I’m often asked - "Why are you building another BI tool?". I think that’s fair. There are a lot of BI tools already out there - and most of our team has already helped build one. So why do we think we need another one? And why do we believe we can build it better this time?
The simple answer is that things change and we learn along the way. But let’s break that down.
Things change part 1: The tug-of-war problem
I won’t dive into the history of business intelligence (< we’ve already done that - a couple of times), but I do like to look back at how the market has continued to shift back and forth between the struggle for stronger data governance and more freedom with self-service. The core problems haven’t changed, but there’s been a steady tug-of-war between which of these problems is most important at a given time (and which product serves as the generational leader at any given moment).
At Looker, we got a little lucky on timing. The market was adjusting to the diaspora of analyses created by workbook tools like Tableau. Governance (and the data model) was an easy way to position trust in data. A decade ago, being able to model quickly was a key “re-innovation”.
But, in many ways, we over-corrected. The sacrifice for better governance was a loss in all of the flexibility and speed Tableau and desktop BI provided.
Looker requires technical expertise and the time to interface with the data model anytime you want to add something new or make a change. This forces some users out of the tool - to something like Excel. With that, you lose that org-wide trusted governance Looker set out to establish. This also adds weight to the model, which hurts performance and the workflow of one-off exploration.
Of course, data governance is important, but it needs to be better. When you put walls in front of users being productive, they leave the tool. Great data tooling means finding a balance between governance and freedom.
Things change part 2: Technologies get better
Over the last decade, there have also been significant advancements throughout the data stack. Cloud has become expected. Cloud data warehouses have become normal (believe it or not this used to be a challenge at Looker).
But it's not just super massive scale like Snowflake, BigQuery, Redshift, and Databricks. Small data has transformed too. Companies used to have to make a choice between scalability and performance - in BI that meant in database vs. in-memory. Now, we can do both seamlessly. Fast, instant dashboards and filters, but the depth and real-time-ness of the data warehouse.
In Omni, the true magic of this optimization emerges in the query experience:
When doing ad hoc exploration in SQL is compiled live down to the data warehouse - pivoting, filtering, whatever.

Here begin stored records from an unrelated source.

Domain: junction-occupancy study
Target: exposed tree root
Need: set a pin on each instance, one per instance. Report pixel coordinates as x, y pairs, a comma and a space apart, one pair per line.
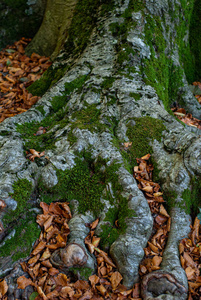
156, 284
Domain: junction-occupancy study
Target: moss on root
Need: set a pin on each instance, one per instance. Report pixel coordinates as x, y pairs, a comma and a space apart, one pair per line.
145, 130
22, 192
19, 246
26, 231
195, 43
86, 182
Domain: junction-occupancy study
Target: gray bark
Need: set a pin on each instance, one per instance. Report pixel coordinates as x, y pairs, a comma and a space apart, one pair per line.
177, 153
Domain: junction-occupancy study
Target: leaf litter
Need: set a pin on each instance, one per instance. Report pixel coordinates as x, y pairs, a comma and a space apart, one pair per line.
50, 282
17, 72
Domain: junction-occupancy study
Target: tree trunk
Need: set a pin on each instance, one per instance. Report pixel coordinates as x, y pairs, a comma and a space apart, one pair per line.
116, 86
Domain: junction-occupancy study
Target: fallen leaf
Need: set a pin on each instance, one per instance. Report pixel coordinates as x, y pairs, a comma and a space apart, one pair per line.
115, 279
3, 287
23, 282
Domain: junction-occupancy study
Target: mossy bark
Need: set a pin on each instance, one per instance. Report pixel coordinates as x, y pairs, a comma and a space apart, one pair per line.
117, 85
54, 28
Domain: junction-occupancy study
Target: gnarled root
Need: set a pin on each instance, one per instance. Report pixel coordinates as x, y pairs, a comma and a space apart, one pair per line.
170, 282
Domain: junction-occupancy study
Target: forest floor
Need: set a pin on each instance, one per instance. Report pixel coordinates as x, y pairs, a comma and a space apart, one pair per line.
17, 73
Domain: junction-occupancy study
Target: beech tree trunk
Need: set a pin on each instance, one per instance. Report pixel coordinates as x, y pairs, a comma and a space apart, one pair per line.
122, 66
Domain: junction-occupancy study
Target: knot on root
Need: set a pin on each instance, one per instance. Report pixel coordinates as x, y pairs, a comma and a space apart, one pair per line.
159, 283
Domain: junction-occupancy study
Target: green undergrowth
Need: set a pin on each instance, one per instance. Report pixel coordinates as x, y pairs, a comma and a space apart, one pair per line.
86, 182
58, 116
141, 133
190, 202
160, 71
195, 42
19, 246
22, 192
191, 197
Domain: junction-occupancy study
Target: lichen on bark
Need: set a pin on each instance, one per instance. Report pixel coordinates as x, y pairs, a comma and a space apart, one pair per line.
118, 88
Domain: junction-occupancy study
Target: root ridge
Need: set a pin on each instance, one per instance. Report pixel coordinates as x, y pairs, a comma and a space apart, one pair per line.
158, 283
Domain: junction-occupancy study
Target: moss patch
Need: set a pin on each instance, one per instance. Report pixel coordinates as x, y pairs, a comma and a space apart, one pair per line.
145, 130
19, 246
22, 192
85, 182
15, 22
195, 43
191, 197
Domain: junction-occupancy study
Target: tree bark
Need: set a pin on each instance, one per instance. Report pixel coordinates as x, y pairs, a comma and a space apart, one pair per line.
118, 89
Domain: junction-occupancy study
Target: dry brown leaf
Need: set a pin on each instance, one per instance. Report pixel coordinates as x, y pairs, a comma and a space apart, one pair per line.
190, 273
146, 157
157, 260
94, 279
153, 247
23, 282
115, 279
163, 211
101, 289
81, 285
3, 287
39, 248
34, 259
94, 224
46, 254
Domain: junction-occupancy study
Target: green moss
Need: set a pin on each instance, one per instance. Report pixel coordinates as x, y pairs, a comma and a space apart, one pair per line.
19, 246
145, 130
22, 192
58, 102
195, 44
87, 118
160, 71
170, 198
15, 22
40, 108
107, 83
83, 273
120, 212
81, 183
191, 197
85, 182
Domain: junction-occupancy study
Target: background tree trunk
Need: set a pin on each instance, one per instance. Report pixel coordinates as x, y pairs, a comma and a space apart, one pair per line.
122, 66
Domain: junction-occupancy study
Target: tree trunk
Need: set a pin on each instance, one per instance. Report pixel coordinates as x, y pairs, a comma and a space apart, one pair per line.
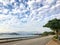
57, 34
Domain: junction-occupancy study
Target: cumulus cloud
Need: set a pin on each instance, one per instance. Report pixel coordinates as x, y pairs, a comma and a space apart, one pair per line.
27, 14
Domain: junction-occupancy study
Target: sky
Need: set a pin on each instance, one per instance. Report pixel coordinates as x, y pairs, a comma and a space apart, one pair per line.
27, 15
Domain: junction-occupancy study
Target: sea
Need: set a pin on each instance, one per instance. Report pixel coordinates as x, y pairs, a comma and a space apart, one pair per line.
16, 36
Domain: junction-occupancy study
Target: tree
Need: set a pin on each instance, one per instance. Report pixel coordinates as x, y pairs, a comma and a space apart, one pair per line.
54, 24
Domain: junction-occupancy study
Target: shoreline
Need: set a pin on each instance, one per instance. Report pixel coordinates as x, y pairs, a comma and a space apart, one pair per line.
6, 40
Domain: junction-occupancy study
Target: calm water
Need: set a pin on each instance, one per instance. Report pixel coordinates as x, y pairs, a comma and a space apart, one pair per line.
14, 36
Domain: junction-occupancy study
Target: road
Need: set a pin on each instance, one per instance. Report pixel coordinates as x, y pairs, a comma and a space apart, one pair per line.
36, 41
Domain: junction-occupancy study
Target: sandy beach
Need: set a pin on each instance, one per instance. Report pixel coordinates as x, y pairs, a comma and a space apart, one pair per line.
35, 41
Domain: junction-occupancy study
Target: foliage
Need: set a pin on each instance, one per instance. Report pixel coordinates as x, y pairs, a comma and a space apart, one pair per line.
47, 33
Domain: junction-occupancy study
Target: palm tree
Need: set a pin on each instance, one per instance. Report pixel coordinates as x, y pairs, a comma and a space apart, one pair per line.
54, 24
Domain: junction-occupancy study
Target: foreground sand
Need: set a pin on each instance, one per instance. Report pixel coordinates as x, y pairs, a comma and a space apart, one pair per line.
36, 41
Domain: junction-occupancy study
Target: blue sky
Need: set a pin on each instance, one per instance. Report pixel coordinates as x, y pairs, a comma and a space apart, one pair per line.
27, 15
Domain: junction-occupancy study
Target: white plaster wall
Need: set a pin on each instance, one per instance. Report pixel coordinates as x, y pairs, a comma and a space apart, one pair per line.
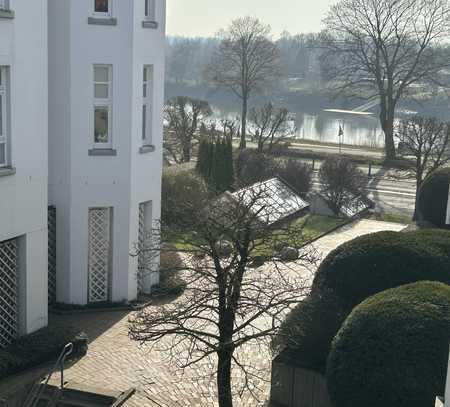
23, 203
447, 388
59, 136
80, 181
146, 169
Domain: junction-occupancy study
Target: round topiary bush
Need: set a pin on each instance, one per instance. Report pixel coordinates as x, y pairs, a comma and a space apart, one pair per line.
307, 330
433, 197
373, 263
352, 273
392, 350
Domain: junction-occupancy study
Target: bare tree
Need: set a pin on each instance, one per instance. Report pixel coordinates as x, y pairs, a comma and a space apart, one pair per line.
183, 117
380, 49
228, 302
428, 141
245, 62
342, 183
271, 124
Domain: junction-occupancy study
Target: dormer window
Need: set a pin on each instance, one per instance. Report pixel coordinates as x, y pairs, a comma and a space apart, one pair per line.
102, 7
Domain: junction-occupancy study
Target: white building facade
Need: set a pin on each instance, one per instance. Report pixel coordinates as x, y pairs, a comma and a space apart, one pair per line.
81, 102
23, 167
106, 85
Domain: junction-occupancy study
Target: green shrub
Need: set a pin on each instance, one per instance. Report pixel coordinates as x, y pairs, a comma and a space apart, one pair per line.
392, 350
373, 263
358, 269
252, 166
307, 329
297, 174
433, 197
182, 193
39, 347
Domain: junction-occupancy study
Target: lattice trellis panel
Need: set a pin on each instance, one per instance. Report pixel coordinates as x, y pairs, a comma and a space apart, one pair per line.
51, 254
141, 242
99, 253
8, 292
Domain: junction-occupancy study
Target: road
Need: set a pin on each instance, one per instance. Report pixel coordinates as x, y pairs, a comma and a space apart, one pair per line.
390, 195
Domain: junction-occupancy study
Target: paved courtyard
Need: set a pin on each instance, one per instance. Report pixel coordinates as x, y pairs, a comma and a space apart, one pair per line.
114, 362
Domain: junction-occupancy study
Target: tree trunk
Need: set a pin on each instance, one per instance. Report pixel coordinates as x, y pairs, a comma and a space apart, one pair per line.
244, 123
417, 217
186, 153
387, 124
224, 394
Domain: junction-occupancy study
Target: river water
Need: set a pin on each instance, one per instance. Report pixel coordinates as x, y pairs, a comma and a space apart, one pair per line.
324, 128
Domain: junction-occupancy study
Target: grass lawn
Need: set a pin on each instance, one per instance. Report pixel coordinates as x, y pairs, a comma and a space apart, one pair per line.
316, 225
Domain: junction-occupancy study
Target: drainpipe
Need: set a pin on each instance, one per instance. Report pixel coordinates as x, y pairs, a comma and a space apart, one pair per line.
447, 388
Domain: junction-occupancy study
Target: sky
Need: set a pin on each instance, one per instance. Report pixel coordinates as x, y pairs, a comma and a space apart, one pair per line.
206, 17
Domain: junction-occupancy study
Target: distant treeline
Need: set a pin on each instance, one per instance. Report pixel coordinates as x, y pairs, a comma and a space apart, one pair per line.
187, 58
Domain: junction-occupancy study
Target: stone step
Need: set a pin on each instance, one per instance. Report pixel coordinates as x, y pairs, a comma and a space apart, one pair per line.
75, 395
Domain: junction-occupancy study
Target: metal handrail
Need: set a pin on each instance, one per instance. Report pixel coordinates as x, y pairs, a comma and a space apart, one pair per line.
39, 387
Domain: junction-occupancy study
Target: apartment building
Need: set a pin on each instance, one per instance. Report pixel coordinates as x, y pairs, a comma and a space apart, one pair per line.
81, 102
23, 167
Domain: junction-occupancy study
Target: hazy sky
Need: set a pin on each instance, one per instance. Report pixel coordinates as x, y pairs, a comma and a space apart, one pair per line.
206, 17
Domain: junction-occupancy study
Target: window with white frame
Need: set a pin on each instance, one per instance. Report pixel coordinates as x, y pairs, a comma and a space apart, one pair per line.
150, 10
103, 7
102, 106
4, 4
147, 106
4, 115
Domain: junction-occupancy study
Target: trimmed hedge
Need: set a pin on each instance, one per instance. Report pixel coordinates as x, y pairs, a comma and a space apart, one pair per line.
40, 347
373, 263
433, 197
307, 329
392, 350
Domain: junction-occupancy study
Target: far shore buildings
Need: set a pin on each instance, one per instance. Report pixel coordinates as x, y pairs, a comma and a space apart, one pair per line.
81, 100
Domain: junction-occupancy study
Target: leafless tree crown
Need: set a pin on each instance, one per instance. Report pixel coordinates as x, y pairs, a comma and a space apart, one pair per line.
229, 301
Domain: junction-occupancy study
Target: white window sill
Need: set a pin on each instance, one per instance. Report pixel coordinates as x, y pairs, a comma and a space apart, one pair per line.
147, 149
6, 171
149, 24
102, 20
102, 152
6, 14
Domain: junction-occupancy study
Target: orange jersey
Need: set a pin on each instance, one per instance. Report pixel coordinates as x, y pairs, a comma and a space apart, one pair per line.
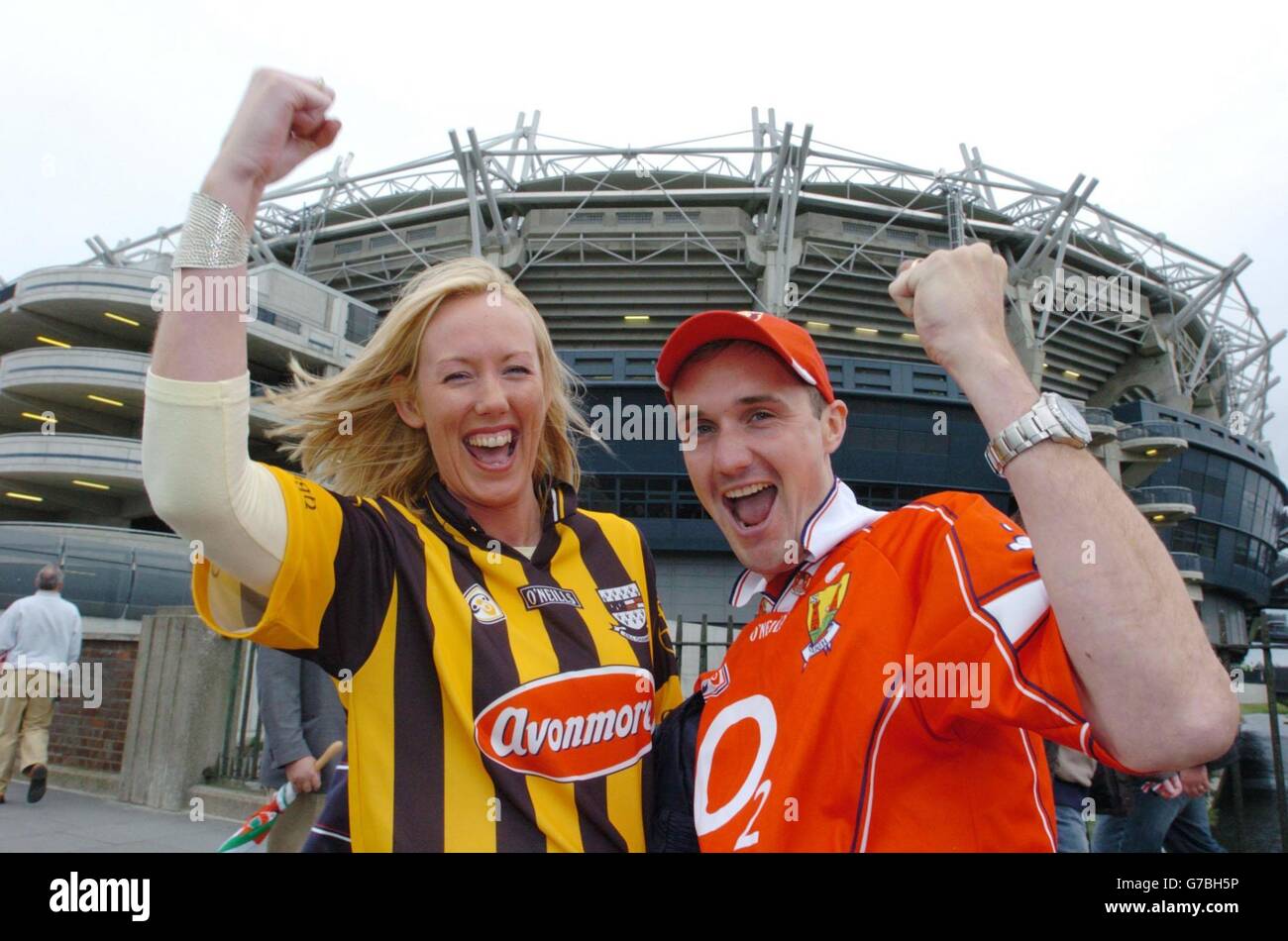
893, 694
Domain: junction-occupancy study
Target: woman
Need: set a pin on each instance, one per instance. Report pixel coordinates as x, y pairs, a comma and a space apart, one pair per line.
502, 653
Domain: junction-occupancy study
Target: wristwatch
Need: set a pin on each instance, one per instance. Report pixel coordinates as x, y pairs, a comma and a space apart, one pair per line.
1054, 417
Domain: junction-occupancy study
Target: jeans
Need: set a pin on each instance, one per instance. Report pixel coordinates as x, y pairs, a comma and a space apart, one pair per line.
1181, 824
1070, 829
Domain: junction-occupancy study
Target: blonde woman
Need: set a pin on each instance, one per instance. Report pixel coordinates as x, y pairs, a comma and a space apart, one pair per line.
502, 654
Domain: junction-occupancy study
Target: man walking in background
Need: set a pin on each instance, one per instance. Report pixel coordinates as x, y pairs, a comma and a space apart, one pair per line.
40, 640
301, 716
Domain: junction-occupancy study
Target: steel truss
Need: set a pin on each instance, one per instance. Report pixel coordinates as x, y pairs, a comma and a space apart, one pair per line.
1199, 313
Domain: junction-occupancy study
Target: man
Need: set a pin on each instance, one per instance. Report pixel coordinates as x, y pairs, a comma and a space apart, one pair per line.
890, 690
301, 714
40, 639
1072, 773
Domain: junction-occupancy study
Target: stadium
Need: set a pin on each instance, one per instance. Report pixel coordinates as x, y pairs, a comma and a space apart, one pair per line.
616, 246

All the data is available. But rather than forcing every query down every time, we can also be smart about re-aggregating data we’ve already asked about.
For example, you can add running totals or create a new filtered measure directly from the UI, and we can process it in the browser rather than drop it back down to the DB. The result is simply faster querying and exploration - all of the depth, no loss of data, but huge speed improvements passively. It’s the best of Looker and Tableau without thinking.
This kind of in-memory OLAP next to a live data warehouse was really only possible in the last couple of years, so it’s been fun to bring the magical performance improvement to life.
What we’ve learned: Creating a balanced approach for the best of BI
After a decade of building BI and even longer being BI users, we’re putting our learnings to use to form our core beliefs - while also recognizing we can’t be so opinionated that we stop people from doing the thing they’re trying to do. We want to help, but not force you to do something our way.
Meet people where they are
Startups today sometimes have more tools than people, and most enterprises have a ton of tools but slightly more favorable ratios. In most cases, you either buy separate tools or optimize heavily toward one population. We want to create a gentle unraveling of that onion - building a UI for the end users but still always making it possible for the power user to drill through. So if you reach a cliff and can’t do something in the UI, you can easily switch to SQL or break through the matrix to customize it.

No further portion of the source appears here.